The pressure sensors 56 may measure a pressure decrease in the wellbore 14 subsequent to firing the perforating guns 20. The pressure sensors 56 can measure a pressure increase in the wellbore 14 when formation fluid 84 enters the wellbore 14.

At least one of the perforating guns 20 can be positioned between two of the pressure sensors 56. At least one of the pressure sensors 56 can be interconnected between two of the perforating guns 20.

Firing the perforating guns 20 may include perforating the wellbore 14 at multiple formation intervals 26a,b. Each of the pressure sensors 56 can be positioned proximate a corresponding one of the formation intervals 26a,b. Each of the formation intervals 26a,b can be positioned between two of the pressure sensors 56.

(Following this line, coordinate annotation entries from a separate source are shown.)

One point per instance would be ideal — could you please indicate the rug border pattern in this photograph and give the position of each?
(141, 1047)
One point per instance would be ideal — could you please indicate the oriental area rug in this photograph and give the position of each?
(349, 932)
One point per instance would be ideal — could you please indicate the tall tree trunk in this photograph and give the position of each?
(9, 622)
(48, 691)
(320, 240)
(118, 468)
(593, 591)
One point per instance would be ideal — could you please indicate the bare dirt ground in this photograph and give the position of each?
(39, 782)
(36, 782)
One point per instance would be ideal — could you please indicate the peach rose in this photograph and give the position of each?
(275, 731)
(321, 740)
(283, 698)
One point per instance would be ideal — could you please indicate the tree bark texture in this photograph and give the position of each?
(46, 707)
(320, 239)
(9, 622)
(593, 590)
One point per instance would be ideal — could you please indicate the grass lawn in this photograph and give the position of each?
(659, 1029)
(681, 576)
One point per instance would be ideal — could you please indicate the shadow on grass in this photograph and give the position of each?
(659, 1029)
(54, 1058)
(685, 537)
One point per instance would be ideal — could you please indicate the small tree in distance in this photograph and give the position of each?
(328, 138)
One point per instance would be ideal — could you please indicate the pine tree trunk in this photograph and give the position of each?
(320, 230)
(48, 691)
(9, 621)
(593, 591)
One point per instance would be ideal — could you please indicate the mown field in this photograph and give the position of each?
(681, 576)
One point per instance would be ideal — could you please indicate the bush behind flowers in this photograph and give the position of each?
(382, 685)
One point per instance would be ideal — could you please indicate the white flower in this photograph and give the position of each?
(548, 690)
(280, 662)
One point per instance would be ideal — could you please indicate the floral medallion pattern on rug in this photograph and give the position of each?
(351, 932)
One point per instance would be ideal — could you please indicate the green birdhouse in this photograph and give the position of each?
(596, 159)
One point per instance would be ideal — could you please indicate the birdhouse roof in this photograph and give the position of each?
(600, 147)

The pressure sensors 56 may be included in respective shock sensing tools 22a-c. A detonation train 30 can extend through the shock sensing tools 22a-c.

The pressure sensors 56 may sense pressure in an annulus 62 formed radially between the perforating string 12 and the wellbore 14.

Increased recording of pressure measurements can be made in response to sensing a predetermined event.

The perforating guns 20 are preferably positioned on a same side of a packer 16 as the pressure sensors 56.

Also described by the above disclosure is a formation testing method which can include interconnecting multiple pressure sensors 56 and multiple perforating guns 20 in a perforating string 12; firing the perforating guns 20, thereby perforating a wellbore 14 at multiple formation intervals 26a,b, each of the pressure sensors 56 being positioned proximate a corresponding one of the formation intervals 26a,b; and each pressure sensor 56 measuring pressure variations in the wellbore 14 proximate the corresponding one of the intervals 26a,b after firing the perforating guns 20.

It is to be understood that the various embodiments described herein may be utilized in various orientations, such as inclined, inverted, horizontal, vertical, etc., and in various configurations, without departing from the principles of the present disclosure. The embodiments are described merely as examples of useful applications of the principles of the disclosure, which is not limited to any specific details of these embodiments.

In the above description of the representative embodiments, directional terms, such as “above,” “below,” “upper,” “lower,” etc., are used for convenience in referring to the accompanying drawings. In general, “above,” “upper,” “upward” and similar terms refer to a direction toward the earth's surface along a wellbore, and “below,” “lower,” “downward” and similar terms refer to a direction away from the earth's surface along the wellbore.

Of course, a person skilled in the art would, upon a careful consideration of the above description of representative embodiments of the disclosure, readily appreciate that many modifications, additions, substitutions, deletions, and other changes may be made to the specific embodiments, and such changes are contemplated by the principles of the present disclosure. Accordingly, the foregoing detailed description is to be clearly understood as being given by way of illustration and example only, the spirit and scope of the present invention being limited solely by the appended claims and their equivalents.